Today's new Banksy post has been unveiled, and this time around it's a Nazi soldier painted into another oil painting. He wrote: "A thrift store painting vandalised then re-donated to the thrift store." That thrift store is Housing Works on East 23rd Street... and we're guessing a lot of people are headed there to try to buy it right now. He calls the piece: "The banality of the banality of evil."

There are only TWO MORE DAYS of the elusive street artist's open-air art show that has taken over the streets all month.

UPDATE, 3:35 p.m.: We called this Housing Works and were told the painting will be going up for auction. They aren't sure what the starting price will be as of now. The woman we spoke to told us it was dropped off earlier today, but she didn't see who dropped it off. The manager Rob says the painting sold two months ago for about $50... "it just reappeared. It's been there since this morning, no one noticed it."

For those who don't know, Housing Works is a great organization with a mission "to end the dual crises of homelessness and AIDS through relentless advocacy, the provision of lifesaving services, and entrepreneurial businesses that sustain our efforts."
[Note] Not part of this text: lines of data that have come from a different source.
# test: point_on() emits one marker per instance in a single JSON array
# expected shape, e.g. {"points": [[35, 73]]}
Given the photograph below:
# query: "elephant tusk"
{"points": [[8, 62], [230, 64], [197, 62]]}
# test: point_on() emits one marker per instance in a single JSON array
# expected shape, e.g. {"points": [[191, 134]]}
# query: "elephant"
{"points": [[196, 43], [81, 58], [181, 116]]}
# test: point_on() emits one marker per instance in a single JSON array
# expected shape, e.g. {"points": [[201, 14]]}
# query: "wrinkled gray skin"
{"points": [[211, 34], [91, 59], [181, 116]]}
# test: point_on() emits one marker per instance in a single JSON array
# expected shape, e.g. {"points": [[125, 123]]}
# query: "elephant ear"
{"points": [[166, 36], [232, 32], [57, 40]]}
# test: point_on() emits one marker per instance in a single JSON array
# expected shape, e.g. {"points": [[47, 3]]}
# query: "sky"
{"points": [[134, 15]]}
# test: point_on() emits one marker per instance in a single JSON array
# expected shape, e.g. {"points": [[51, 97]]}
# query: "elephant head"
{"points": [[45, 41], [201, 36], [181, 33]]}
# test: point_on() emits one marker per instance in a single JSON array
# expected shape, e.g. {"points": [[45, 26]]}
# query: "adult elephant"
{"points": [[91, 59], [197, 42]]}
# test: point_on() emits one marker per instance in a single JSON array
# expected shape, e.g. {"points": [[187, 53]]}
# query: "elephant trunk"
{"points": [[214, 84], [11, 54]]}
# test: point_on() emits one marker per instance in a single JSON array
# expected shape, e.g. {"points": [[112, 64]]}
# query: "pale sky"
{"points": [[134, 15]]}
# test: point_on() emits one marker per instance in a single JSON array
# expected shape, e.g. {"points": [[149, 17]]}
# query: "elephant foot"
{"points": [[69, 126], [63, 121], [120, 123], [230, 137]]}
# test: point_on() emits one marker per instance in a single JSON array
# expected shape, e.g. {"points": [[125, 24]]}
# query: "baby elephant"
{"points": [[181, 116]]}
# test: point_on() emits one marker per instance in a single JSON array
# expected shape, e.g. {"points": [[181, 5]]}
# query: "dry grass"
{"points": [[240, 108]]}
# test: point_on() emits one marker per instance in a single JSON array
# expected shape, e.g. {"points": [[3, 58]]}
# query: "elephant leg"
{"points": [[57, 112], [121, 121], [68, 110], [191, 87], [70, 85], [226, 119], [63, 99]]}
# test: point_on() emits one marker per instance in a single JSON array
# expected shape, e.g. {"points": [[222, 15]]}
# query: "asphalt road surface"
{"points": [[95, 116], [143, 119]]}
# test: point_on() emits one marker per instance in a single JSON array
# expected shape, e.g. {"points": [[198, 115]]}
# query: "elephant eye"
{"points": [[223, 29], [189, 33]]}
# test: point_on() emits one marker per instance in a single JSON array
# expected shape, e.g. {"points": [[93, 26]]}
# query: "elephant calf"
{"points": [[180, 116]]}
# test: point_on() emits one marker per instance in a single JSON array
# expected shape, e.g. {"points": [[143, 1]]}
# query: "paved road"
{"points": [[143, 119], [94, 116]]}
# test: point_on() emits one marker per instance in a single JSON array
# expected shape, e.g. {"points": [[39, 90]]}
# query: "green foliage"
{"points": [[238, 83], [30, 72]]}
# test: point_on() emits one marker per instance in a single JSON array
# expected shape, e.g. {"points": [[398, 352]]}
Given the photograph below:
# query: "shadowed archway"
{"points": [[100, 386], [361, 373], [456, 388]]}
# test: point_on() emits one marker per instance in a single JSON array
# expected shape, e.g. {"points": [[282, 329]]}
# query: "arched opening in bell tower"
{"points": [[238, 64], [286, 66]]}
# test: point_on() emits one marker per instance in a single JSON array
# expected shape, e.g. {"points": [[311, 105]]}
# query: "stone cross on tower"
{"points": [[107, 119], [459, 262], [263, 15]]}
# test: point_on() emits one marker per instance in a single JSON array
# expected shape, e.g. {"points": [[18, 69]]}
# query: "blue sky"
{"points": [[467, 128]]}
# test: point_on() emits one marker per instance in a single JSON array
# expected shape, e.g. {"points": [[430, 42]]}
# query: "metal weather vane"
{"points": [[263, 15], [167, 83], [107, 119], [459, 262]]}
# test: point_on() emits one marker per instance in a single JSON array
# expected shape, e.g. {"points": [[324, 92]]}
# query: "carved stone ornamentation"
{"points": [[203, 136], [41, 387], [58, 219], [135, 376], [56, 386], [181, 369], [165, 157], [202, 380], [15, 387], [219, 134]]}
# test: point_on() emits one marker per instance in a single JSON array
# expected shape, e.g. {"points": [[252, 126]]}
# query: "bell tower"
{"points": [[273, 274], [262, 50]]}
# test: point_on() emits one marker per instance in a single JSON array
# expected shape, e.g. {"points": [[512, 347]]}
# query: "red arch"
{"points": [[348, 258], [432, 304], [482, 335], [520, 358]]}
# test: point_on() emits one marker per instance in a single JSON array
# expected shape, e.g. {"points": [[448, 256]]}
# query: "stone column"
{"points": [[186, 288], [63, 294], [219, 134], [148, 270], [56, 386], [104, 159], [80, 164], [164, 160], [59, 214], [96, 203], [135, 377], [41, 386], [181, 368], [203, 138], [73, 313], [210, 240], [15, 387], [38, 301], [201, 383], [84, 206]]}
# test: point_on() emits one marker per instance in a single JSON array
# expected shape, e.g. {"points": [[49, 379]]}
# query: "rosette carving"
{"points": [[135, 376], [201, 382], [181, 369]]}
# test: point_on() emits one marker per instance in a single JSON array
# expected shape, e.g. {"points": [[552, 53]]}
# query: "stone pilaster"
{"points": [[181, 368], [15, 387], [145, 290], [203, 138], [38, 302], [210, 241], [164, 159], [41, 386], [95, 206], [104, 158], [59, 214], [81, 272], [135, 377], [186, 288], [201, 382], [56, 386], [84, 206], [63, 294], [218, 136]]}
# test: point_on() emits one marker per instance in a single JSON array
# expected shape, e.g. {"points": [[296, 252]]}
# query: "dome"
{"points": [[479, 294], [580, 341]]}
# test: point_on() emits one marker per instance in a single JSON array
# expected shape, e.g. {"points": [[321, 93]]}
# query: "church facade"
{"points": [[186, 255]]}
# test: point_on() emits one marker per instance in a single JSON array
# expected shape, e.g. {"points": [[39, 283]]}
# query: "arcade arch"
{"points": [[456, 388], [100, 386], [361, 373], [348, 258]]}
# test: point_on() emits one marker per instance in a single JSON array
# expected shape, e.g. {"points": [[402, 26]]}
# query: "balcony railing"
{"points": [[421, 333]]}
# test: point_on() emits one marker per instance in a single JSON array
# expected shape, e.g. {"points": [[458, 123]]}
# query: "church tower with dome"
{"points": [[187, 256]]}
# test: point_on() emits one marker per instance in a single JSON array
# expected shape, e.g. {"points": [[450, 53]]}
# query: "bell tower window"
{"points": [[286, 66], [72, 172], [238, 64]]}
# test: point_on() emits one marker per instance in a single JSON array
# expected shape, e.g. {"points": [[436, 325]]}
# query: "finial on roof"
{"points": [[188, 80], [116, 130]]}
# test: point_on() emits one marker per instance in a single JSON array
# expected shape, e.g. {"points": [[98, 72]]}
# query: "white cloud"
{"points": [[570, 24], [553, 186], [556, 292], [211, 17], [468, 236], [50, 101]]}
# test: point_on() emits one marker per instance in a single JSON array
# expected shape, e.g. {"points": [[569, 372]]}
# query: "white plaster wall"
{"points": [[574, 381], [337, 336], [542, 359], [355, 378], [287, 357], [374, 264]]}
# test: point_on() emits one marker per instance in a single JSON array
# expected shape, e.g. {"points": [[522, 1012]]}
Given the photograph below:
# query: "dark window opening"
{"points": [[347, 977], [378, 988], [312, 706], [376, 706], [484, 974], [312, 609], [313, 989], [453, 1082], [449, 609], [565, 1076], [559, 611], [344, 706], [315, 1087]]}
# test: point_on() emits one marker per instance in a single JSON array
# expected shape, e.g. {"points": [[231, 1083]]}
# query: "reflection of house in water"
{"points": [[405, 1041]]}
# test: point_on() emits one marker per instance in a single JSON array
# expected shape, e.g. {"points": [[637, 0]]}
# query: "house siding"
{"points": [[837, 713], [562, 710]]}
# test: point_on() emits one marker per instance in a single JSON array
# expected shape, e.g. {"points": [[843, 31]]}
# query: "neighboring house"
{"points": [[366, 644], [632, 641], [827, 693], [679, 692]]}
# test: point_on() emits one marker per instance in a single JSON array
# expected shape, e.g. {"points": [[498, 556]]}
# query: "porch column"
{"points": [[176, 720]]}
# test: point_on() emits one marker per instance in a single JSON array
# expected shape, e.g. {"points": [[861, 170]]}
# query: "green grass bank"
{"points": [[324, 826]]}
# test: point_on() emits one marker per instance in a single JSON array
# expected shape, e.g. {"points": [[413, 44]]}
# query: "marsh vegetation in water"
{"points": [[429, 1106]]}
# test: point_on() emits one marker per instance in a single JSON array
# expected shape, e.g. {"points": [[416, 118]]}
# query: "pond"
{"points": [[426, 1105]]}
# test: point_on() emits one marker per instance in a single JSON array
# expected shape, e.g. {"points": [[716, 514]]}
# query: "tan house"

UPDATE, 4 p.m.: Beatrice, another manager, tells us it will be in the store for two weeks before going to auction. It was given to them by an "anonymous donor" they say. We are told they received confirmation early this morning and it seems like they got a suggestion to hang it in that spot, as well. They promise to send out more information and details in a press release soon. So today's late drop was likely so that something could hang in plain view all day—but supposedly no one noticed or commented on it.

UPDATE, 4:15 p.m.: According to an email we just received from Housing Works, "The piece will go up for auction to benefit Housing Works at Bidding for Good this evening starting at $74,000. The exact time is undetermined. It will only run for 2 day through October 31st."

The painting is originally by K. Sager, and below his signature on the painting is Banksy's.